En outre, depuis 2016 et la loi de modernisation du système de santé, les médecins ont le droit de prescrire de l’activité physique à leurs patient.e.s. Dans les faits, c’est encore assez marginal mais cela représente une quantité potentielle très importante de patient.e.s ; l’ensemble des acteur.ice.s de ce milieu sont aujourd’hui mobilisé.e.s pour les récupérer (Fédération sportive, kinésithérapeutes, APA, coachs sportifs…). Les villes ont donc grand intérêt à accompagner cette mise en place en favorisant les partenariats entre ces acteur.ice.s ou en labellisant leurs maisons de santé « sport-santé » pour accueillir ces patient.e.s. Les municipalités menant une politique locale en « sport-santé », organisent en réalité un réseau de co-construction multisectoriel rassemblant les différents services de la ville (santé, sport, urbanisme, éducation et jeunesse, politique de la ville…).

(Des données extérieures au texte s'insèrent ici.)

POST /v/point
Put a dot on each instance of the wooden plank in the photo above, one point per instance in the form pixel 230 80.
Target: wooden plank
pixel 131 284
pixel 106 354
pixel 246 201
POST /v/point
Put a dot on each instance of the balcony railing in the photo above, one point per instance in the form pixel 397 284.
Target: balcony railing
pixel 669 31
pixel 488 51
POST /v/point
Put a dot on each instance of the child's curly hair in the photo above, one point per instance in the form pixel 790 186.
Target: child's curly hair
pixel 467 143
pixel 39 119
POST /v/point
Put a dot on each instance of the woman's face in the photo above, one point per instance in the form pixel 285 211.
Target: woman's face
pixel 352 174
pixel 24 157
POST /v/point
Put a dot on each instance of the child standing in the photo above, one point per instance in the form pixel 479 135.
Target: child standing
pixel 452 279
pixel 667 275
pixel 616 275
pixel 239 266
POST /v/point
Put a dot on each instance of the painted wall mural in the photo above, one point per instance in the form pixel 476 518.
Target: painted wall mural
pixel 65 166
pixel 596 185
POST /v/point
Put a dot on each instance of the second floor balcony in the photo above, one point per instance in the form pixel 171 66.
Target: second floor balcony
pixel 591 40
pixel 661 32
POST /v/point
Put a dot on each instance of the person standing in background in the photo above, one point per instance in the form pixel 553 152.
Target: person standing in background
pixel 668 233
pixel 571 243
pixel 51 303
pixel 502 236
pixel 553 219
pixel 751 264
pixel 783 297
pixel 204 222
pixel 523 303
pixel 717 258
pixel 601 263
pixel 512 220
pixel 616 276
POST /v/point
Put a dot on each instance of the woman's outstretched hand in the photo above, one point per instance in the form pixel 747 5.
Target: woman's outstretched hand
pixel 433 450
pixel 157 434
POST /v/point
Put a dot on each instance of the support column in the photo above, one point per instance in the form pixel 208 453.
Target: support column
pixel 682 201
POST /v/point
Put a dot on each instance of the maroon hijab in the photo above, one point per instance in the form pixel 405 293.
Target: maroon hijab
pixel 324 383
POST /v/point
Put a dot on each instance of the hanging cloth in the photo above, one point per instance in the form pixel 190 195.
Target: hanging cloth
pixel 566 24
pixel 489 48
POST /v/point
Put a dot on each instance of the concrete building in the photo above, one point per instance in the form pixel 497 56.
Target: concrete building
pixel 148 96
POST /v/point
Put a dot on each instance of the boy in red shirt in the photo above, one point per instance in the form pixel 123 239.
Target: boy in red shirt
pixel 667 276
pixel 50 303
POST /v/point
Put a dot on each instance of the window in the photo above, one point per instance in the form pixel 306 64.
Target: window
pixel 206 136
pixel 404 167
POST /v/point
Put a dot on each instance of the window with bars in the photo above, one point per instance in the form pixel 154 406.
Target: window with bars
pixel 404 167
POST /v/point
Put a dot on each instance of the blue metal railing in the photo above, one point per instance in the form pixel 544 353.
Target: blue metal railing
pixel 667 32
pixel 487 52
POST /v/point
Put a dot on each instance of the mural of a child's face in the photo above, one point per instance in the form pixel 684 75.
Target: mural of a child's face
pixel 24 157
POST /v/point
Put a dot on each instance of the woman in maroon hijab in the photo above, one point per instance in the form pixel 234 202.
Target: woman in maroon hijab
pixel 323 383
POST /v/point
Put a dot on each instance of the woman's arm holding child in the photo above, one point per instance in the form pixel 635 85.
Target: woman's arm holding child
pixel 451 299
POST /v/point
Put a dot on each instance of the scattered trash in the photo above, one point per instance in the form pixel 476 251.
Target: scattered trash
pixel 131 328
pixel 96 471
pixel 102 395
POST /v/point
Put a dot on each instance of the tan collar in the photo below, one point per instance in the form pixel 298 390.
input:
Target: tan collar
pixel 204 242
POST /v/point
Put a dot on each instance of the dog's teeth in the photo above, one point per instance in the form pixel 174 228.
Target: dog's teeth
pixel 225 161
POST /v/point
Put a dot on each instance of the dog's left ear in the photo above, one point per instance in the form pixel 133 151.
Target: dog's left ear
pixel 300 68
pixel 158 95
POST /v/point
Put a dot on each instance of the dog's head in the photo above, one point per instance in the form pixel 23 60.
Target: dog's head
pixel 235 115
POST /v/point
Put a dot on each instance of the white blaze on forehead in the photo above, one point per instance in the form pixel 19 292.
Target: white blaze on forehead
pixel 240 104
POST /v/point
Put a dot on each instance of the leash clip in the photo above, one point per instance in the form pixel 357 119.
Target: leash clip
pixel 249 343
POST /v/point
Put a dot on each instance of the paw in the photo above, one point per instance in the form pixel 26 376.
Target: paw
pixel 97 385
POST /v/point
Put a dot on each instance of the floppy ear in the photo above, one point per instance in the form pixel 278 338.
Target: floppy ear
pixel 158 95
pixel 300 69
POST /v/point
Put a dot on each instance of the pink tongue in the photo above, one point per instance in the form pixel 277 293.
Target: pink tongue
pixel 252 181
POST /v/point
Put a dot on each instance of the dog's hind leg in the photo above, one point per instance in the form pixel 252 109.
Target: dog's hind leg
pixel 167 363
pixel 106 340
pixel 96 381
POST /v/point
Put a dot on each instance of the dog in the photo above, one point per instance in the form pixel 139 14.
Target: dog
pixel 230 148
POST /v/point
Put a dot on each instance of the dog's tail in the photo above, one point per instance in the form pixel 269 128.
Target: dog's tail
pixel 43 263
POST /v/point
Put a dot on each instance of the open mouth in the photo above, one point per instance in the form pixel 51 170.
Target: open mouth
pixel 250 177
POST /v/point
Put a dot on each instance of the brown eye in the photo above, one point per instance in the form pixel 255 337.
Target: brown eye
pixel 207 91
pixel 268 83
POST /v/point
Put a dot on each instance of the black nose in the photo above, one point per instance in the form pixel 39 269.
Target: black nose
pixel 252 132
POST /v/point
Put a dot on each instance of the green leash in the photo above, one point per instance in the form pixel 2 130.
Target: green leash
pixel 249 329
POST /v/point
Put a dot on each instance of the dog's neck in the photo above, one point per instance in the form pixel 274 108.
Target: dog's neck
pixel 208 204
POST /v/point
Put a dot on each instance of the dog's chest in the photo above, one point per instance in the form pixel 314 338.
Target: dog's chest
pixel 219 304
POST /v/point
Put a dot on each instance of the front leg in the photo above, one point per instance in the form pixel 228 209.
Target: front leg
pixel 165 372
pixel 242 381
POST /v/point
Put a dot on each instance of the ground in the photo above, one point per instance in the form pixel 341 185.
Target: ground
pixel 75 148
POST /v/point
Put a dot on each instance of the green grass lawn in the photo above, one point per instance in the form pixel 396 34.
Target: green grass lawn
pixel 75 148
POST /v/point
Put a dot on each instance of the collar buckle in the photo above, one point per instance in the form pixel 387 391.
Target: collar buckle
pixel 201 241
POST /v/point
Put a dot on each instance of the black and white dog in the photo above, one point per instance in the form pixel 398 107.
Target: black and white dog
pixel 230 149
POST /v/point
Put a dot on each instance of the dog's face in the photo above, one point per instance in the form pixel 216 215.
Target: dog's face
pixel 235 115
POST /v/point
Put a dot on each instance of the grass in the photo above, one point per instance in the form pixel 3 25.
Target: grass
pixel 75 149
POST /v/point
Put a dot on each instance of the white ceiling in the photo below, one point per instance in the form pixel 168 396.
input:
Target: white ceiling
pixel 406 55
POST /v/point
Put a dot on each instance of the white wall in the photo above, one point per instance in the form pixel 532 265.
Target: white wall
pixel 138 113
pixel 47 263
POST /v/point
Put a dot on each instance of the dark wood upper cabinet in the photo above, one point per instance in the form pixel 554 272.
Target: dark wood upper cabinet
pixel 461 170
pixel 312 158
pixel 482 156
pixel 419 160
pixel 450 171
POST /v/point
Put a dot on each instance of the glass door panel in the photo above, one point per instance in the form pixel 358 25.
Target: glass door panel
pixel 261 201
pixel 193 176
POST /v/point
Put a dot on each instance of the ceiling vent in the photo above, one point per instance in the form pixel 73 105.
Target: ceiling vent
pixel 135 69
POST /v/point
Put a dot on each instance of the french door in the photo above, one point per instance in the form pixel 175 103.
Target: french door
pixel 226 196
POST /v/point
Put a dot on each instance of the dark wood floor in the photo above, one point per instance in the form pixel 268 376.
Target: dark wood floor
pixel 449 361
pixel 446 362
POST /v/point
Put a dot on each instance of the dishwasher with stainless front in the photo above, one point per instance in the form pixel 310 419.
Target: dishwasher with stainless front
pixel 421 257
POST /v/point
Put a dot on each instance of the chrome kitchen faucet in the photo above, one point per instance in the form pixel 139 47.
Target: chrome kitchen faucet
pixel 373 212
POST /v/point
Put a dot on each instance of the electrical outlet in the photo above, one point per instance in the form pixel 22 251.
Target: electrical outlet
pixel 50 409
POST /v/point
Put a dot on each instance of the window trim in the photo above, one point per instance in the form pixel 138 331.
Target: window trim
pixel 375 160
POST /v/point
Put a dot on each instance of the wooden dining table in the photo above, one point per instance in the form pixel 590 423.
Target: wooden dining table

Ce domaine du sport est donc en plein essor et mérité d’être pris en considération par les équipes municipales.


Restructuration de quartier, vecteur d’éducation et de solidarité, création de lien social et de mixité, lutte contre la sédentarité et l’inactivité physique : voilà ce que le sport peut apporter. Alors, encourageons l’ensemble des acteurs publics, et notamment nos futurs élu.e.s, à mettre en place une politique sportive locale ambitieuse, inclusive, égalitaire et solidaire.